FIG. 1 is a perspective view showing a transmitting device of an optical space transmission device according to an embodiment of the present invention, FIG. 2 is a perspective view showing its transmitting and receiving optical system, FIG. 3 is a sectional view thereof, and FIG. 4 is a display image. 5 is a block diagram showing the optical space transmission device, FIG. 6 is a signal waveform diagram to explain its operation, and FIGS. 7 and 8 are
The figure shows a route map showing the displayed image when the shutter is switched.

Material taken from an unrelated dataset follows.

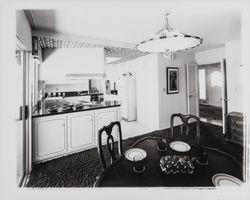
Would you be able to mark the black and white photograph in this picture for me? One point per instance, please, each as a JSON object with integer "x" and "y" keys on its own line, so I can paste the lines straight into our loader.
{"x": 172, "y": 80}
{"x": 131, "y": 97}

Figure 9 is a route map for explaining focus adjustment;
The figure is a signal waveform diagram for explaining the operation of the optical space transmission device shown in FIG. 5, FIG. 11 is a block diagram showing the schematic configuration of the optical space transmission device shown in FIG. Block diagrams showing the adjustment circuit, FIGS. 13, 14, and 1
FIG. 5 is a signal waveform diagram for explaining its operation, FIG. 16 is a front view showing another embodiment of the shutter, and FIG. 17 is a route map showing the shutter placed on the optical path. 1... Optical space transmission device, 26.35.42...

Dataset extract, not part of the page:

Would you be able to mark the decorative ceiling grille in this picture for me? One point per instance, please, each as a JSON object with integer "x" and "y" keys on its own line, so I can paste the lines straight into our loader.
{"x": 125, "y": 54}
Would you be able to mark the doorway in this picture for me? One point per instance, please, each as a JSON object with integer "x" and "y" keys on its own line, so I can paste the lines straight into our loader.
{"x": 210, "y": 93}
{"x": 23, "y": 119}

...Motor, 40...Laser light source, 45.
Old...television camera, 46...collimating scope, 48.49...half mirror-15
0... Corner cube prism, 55.56.
·····Shutter.

Claims (1)

[Scope of Claims] A light source that emits a light beam modulated with an information signal; a light beam emitting optical system that emits the light beam to a receiving device; a light beam emitted from the light beam emitting optical system; an optical path folding optical system that folds the light beam parallel to the optical axis; an imaging optical system that guides the folded light beam folded by the optical path folding optical system to a light receiving surface of an imaging device; and an imaging signal obtained from the imaging device. a light spot detection circuit that detects the size of the light spot of the reflected light beam on the light receiving surface of the imaging device based on the detection result of the light spot detection circuit; 1. An optical space transmission device comprising: control means for controlling the distance between optical systems.